Services like Dial-a-Bottle and the Beer Guy—not to mention wineries—have been delivering alcohol products to Ontario residences for more than a decade. But when LCBO.com began accepting orders July 26 from its 5,000-item catalog of beer, wine and spirits, it sounded like a promising innovation, if not an Uber-style disruption of local booze acquisition.

The catch: There’s a $50 minimum order, and a wait of up to three business days for home delivery (plus a $12 Canada Post shipping fee) or up to 12 business days for free delivery to any LCBO location. For residents of smaller Ontario cities and towns, the new service offers more direct access to specialty products that were previously available only at larger outlets or by inter-store transfer. For most GTA residents, however, those existing alcohol delivery services offer same-day home delivery of the same products, with delivery fees as low as $8.

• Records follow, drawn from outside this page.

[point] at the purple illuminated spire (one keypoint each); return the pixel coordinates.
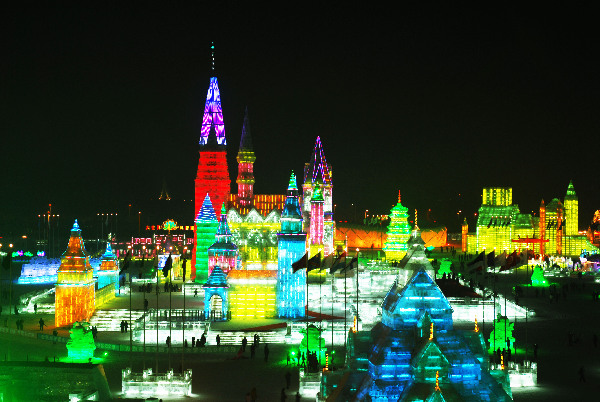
(212, 121)
(318, 169)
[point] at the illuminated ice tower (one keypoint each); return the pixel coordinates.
(317, 173)
(316, 221)
(222, 252)
(571, 229)
(108, 272)
(245, 158)
(75, 293)
(204, 235)
(212, 177)
(291, 287)
(398, 234)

Despite potentially cheaper, faster options and Toronto’s abundance of well-stocked LCBOs, we at Toronto Life HQ couldn’t resist finding out what it would be like to receive a box of assorted alcohol products from the Crown’s omnipresent distributor of intoxicants.

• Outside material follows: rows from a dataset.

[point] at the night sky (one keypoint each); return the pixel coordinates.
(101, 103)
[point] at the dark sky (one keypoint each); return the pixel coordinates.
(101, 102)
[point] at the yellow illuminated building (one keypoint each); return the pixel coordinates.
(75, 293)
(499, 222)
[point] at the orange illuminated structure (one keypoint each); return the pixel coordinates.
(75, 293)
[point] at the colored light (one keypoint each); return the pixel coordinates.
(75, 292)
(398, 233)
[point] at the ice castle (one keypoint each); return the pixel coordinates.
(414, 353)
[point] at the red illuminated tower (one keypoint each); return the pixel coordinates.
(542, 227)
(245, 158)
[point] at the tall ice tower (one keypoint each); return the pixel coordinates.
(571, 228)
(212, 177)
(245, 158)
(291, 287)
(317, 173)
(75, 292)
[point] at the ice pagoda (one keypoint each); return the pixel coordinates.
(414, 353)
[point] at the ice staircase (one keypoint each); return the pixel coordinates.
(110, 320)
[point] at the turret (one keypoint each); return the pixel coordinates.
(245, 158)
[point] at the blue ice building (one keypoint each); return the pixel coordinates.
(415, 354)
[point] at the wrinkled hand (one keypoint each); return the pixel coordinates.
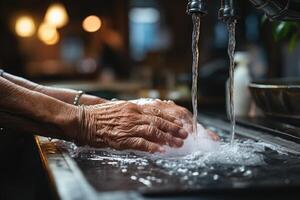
(180, 113)
(124, 125)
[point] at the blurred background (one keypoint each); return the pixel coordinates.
(136, 48)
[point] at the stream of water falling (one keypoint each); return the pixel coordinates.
(195, 49)
(231, 50)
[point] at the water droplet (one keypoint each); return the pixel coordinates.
(216, 177)
(195, 173)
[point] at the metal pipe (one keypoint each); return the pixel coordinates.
(197, 6)
(228, 10)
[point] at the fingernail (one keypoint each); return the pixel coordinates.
(179, 123)
(183, 133)
(161, 150)
(178, 142)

It is a nice box, to be fair.

Order placed: July 26, 2016

Order received: Aug. 2, 2016

Elapsed time, in business days: 4. The August long weekend slowed things down, and an attempted delivery on the third business day arrived too late for TLHQ to receive it. But nearly a full calendar week from ordering to delivery is plenty of time to contemplate the dozens of trips on foot one could have made to the LCBO in that timeframe.

Items ordered: 9

Total cost, including shipping and tax: $65.76

You are so welcome, LCBO.

What the $50 minimum order looks like, in terms of bottles and cans: One goal of this exercise was to reach the $50 cutoff using as many different products as possible, in order to see how the LCBO’s packaging would accommodate a random configuration of bottles and cans. So instead of methodically ordering one or two big-ticket bottles to meet the cutoff, we took the trolley dash approach. Things got a bit weird toward the end.

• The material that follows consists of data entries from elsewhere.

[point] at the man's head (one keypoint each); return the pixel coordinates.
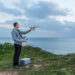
(16, 25)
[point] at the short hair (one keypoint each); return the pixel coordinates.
(15, 24)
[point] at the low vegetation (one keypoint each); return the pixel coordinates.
(42, 62)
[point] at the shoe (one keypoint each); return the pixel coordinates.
(16, 67)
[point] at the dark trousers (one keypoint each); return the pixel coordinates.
(16, 54)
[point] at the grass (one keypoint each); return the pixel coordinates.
(42, 62)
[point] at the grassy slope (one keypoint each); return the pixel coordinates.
(43, 63)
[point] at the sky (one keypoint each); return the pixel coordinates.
(53, 18)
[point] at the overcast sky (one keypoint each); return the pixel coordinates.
(54, 18)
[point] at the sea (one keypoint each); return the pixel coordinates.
(59, 46)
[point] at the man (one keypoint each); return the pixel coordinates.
(18, 40)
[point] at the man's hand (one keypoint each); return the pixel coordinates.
(22, 41)
(32, 28)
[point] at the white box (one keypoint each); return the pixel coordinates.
(25, 61)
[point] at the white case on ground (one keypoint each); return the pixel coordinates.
(25, 61)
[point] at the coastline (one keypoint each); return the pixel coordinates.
(42, 62)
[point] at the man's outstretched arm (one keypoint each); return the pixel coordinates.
(25, 32)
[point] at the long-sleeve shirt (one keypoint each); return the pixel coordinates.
(17, 35)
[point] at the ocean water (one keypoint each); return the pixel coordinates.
(53, 45)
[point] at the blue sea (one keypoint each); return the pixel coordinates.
(53, 45)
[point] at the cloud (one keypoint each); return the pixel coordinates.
(45, 9)
(12, 11)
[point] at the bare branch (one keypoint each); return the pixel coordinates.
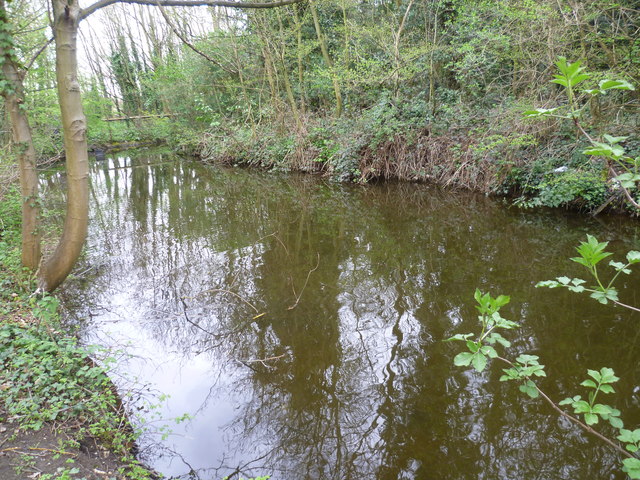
(37, 54)
(188, 3)
(189, 44)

Amsterdam Brewery’s Sweetwater Squeeze Radler: $2.95

Elapsed cost: $2.95

Great Lakes Brewery’s Pompous Ass: $2.65

Elapsed cost: $5.60

Brickworks Ciderhouse Queen Street 501 cider: $3.00

Elapsed cost: $8.60

Niagara Peach Mead: $5.45

Elapsed cost: $14.05

Hogtown Ale: $2.85

Elapsed cost: $16.90

Goose Island Sofie Belgian Style Ale (765 ml): $10.05

Elapsed cost: $26.95

Hop City Hoptbot IPA: $3.05

Elapsed cost: $30

Patron Silver Tequila (50 ml): $9.95

Elapsed cost: $39.95

Andres Baby Duck (1.5L): $12.25

Don’t judge.

Elapsed cost: $52.20. MINIMUM ORDER ACHIEVED!

Strangest happy hour ever.

Pros: 

Nothing was broken.

Hand-written thank-you message on receipt.

The vague surprise of remembering what you ordered, having forgotten what you ordered since you ordered it a week earlier.

Cons: 

Within hours, the same order could have been delivered by another GTA service for $3.39 less than what the LCBO charges, not including a tip for the driver.

TheBeerGuy.ca
TheBeerGuy.ca

Everyone loves opening boxes—especially when those boxes are filled with delicious beer, mead and, yes, even viciously sweet sparkling wine—but unless a person is too busy, lazy or geographically removed to make it to a bricks-and-mortar branch, the LCBO’s new home delivery option doesn’t quite reach those idyllic Christmas morning heights.